FAQ: ‘Fracking Regulations

A. The fracking industry is regulated by each individual state, with a limited amount of federal oversight.

A. The EPA (Environmental Protection Agency) does not regulate fracking per se. Under the Energy Policy Act of 2005, the injection of fracking fluids is not regulated by the EPA under the Safe Drinking Water Act unless diesel fuel is being injected.

However, the EPA’s Office of Water is allowed to regulate the waste disposal of flowback. Disposal of flowback into interstate surface waters is regulated under the National Pollutant Discharge Elimination System (NPDES).

The NPDES regulates and issues permits to companies discharging pollutants into U.S. waters through industrial, municipal ditches and pipes and other such point sources. The states themselves have varying levels of authority to administer the NPDES. For example, Colorado, Wyoming, Montana, Texas, Oklahoma and Kansas are only partially authorized.** Colorado has an approved NPDES permit program but does not have its own federally approved state pretreatment program or an NPDES approved biosoils (sludge) pretreatment program for releasing fluids into surface waters.

A. Yes. The EPA would like to know more about the fracking industry in relation to its impact on the country’s water resources. It has been conducting a detailed study that it has told IX Power Clean Water will be available in the early months of 2015.

A. The EPA has stated it is interested in fracking because its use is becoming more prevalent. This is due to many factors including advances in horizontal drilling technologies and new fluid formulations that improve economics, and new access to different formations (shale, coalbeds, tight sands). The EPA is taking a hard look at fracking because “unconventional” gas, which is what most fracking is performed to reach, is perceived to represent a significant future domestic energy source. So, fracking isn’t going away anytime soon!

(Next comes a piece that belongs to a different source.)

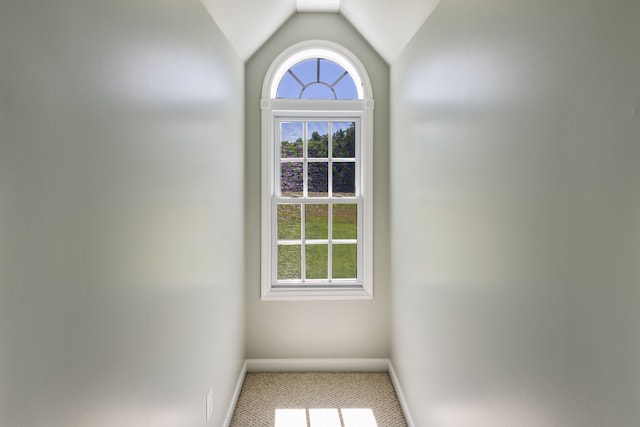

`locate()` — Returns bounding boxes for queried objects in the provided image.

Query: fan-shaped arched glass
[276,58,358,100]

Because fracking has become so prevalent, the EPA wants to investigate the potential for endangerment of water supplies. The EPA wants to understand the impact of fracking on the many new and different geographic and geologic settings that are being approached. Formations adjacent to fracking sites may contain metals, radionuclides, salts, or other constituents that may be mobilized and impact water quality without careful procedures. The EPA wants to ensure that fracking chemicals, water, wastes and residuals from this type of drilling do not impose risks to public health, water resources or the environment.

A. The US House of Representatives requested that the EPA conduct scientific research to examine the relationship between hydraulic fracturing and drinking water resources (USHR, 2009). The study began in 2011 and with its efforts the EPA is working to better characterize the amounts and sources of water currently being used for hydraulic fracturing operations, including recycled water, and how these withdrawals may impact local drinking water quality and availability.

A. The EPA is looking at the following areas of the hydraulic fracturing water cycle.

• Water acquisition: What are the possible impacts of large volume water withdrawals from ground and surface waters on drinking water resources?
• Chemical mixing: What are the possible impacts of hydraulic fracturing fluid surface spills on or near well pads on drinking water resources?
• Well injection: What are the possible impacts of the injection and fracturing process on drinking water resources?
• Flowback and produced water: What are the possible impacts of flowback and produced water (collectively referred to as “hydraulic fracturing wastewater”) surface spills on or near well pads on drinking water resources?
• Wastewater treatment and waste disposal: What are the possible impacts of inadequate treatment of hydraulic fracturing wastewater on drinking water resources?

A. STRONGER, is an acronym for State Review of Oil and Natural Gas Environmental Regulations. STRONGER was formed in 1999 to reinvigorate and carry forward the state review process begun cooperatively in 1988 by the U.S. Environmental Protection Agency (EPA) and the Interstate Oil and Gas Compact Commission (IOGCC).

STRONGER is a non-profit, multi-stakeholder organization whose purpose is to assist states in documenting the environmental regulations associated with the exploration, development and production of crude oil and natural gas. STRONGER shares innovative techniques and environmental protection strategies and identifies opportunities for program improvement. The state review process is a non-regulatory program and relies on states to volunteer for reviews.

U.S. EPA and the U.S. Department of Energy have provided grant funding to STRONGER to support its activities. The American Petroleum Institute has also provided no-strings attached funding to support the state review process. STRONGER invites participation in the state review process. They seek volunteers from both states and interested citizens. They also invite inquiries about the process and the concepts of direct evaluation of environmental regulatory performance.